In a hot pan: 3–4 minutes per side, then rest 5 minutes. On a grill at high heat: about 6–8 minutes total (3–4 per side). Always verify with an instant-read thermometer — remove at 125°F (52°C) and rest to reach 130–135°F (54–57°C).
How do I know when steak is done without a thermometer?
The touch test: press the steak with your finger. Rare feels like the fleshy part of your palm below the thumb when relaxed. Medium-rare feels slightly firmer. Medium feels like that area when you gently touch thumb to middle finger. Well-done is firm throughout. This is an approximation — a thermometer is always more reliable.
Should I cook steak covered or uncovered?
Always uncovered for pan-searing and grilling. Covering traps steam, which softens the crust and makes the outside soggy. For oven finishing after searing, uncovered is also correct. Only cover loosely when resting after cooking.
Why is my steak tough even after cooking to the right temperature?
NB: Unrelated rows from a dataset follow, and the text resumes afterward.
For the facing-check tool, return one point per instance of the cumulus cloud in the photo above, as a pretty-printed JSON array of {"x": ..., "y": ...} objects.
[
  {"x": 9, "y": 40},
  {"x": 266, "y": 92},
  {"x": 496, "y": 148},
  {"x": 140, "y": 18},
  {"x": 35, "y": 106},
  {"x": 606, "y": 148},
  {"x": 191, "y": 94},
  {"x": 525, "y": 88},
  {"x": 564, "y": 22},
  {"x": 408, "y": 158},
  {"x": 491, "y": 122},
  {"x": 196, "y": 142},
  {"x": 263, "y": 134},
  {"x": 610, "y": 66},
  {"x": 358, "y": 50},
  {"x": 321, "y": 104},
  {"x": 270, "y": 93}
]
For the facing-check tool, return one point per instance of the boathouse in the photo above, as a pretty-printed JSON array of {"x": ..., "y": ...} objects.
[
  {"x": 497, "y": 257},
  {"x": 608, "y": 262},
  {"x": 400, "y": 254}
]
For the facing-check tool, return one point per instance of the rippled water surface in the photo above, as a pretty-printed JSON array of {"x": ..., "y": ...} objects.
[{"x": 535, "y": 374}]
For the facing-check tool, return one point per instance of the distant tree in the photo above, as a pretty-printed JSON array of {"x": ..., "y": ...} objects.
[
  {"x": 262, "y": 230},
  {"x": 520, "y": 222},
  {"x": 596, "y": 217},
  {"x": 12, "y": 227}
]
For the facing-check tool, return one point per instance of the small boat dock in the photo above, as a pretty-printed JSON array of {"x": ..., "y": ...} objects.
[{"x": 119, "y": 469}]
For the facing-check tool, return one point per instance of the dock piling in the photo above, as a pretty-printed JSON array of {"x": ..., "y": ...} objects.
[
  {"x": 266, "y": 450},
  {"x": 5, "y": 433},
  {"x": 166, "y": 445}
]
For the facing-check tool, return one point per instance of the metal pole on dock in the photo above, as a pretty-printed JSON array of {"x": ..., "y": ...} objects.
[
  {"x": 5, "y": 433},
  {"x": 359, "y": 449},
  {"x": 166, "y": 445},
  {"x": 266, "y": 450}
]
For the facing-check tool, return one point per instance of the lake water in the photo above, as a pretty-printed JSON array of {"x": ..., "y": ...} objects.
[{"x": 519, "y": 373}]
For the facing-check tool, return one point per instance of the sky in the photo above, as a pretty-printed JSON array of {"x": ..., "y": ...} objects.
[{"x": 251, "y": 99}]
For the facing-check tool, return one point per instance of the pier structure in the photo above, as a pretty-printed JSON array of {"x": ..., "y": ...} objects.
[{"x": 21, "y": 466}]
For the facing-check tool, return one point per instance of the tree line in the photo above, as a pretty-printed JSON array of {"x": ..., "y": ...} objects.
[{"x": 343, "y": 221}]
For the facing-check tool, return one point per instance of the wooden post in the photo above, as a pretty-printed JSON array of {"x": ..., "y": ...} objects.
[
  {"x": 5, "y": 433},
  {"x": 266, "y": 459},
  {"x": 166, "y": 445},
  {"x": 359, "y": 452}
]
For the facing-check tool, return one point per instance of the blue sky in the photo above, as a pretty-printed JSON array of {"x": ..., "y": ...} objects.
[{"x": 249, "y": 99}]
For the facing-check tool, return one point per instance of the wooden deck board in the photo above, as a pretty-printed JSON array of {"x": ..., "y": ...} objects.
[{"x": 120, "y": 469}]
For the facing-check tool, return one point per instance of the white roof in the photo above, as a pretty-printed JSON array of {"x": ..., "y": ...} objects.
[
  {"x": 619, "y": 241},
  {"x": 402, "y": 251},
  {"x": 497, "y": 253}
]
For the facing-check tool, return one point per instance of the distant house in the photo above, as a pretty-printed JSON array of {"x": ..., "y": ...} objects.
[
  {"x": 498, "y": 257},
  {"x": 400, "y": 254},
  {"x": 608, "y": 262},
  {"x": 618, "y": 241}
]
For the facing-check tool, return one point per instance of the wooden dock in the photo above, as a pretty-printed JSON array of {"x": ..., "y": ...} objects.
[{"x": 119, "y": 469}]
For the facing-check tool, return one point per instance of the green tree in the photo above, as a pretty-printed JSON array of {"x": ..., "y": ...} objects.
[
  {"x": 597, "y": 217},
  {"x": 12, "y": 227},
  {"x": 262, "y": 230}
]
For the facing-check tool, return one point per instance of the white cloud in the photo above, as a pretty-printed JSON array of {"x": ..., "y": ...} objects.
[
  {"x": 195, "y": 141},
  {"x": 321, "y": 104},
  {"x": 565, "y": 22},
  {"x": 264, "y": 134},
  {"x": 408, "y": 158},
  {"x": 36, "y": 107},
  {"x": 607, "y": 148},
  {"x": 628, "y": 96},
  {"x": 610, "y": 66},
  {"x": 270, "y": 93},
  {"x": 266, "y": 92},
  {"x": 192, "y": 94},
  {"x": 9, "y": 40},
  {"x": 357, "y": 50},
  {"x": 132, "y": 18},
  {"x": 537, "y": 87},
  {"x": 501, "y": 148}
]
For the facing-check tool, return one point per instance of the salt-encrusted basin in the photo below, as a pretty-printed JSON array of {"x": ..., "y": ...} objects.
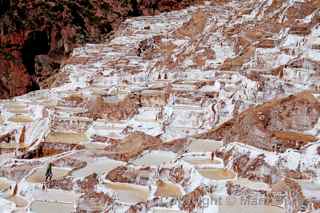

Most commonly: the wrong cut for the method, not enough rest time, or slicing with the grain instead of against it. Tougher cuts like flank and skirt steak must be sliced very thin against the grain to be tender. Filet is naturally tender; sirloin is moderately tender. Chuck or round steak requires braising, not quick-cooking methods.
How long to cook steak in the oven at 400°F?
After searing 2–3 minutes per side on the stovetop, finish a 1-inch steak in a 400°F oven for 4–6 minutes for medium-rare. A 1½-inch steak needs 6–10 minutes. Always use a thermometer to check — oven times vary significantly by steak size and starting temperature.